# Metrolink Derailment 2/10/15



## Blackwolf (Feb 10, 2015)

Was finishing up dinner a short while ago when my phone rang. Seems a good friend of mine was riding Metrolink train #906 and heading home when it derailed just outside of LAUS. Nothing major, but three cars left the tracks as they were transiting through several switches. All cars remained upright with no injuries, and passengers were told to wait until emergency personnel arrived before being allowed to exit the train and walk along the tracks back to LAUS.

KTLA is reporting about it here:

http://ktla.com/2015/02/10/train-derails-at-union-station-in-downtown-los-angeles/







LAUS is currently closed for all arriving and departing Metrolink and Amtrak trains, due to this train blocking all access in and out of the station, according to my buddy.

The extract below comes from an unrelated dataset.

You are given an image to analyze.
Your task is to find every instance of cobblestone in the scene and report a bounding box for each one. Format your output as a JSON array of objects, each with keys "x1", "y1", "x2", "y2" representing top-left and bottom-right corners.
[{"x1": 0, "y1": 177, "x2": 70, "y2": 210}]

Not a good night to be commuting by rail in LA!


----------



## KmH (Feb 10, 2015)

Whoopsie!


----------



## Bob Dylan (Feb 10, 2015)

Looks like they got it cleared up fast! # 4 left on time (6:15pm) and #11 is shown running on time for a 900pm arrival into LAX!!

The tracks around LAX and in the yards can be rough riding, not sure about the switches?


----------



## TinCan782 (Feb 10, 2015)

I departed LAUS on Metrolink 121 at 6PM...went right by there. This was arriving train 906 and would have turned to be 119 which is my normal train.


----------



## seat38a (Feb 15, 2015)

Not to sidetrack from the derailment, but will we ever see a consist that is ALL the new Rotem or all BB? It seems its always some jumble together mess.


----------



## Fan Railer (Mar 16, 2015)

seat38a said:


> Not to sidetrack from the derailment, but will we ever see a consist that is ALL the new Rotem or all BB? It seems its always some jumble together mess.


There will never be a solid BB consist again. There will only be a solid Rotem consist if the remaining BB bike cars are replaced by Rotem Bike cars (would need a specialized design due to Rotem claiming the seats on the current cars are part of the CEM design).


----------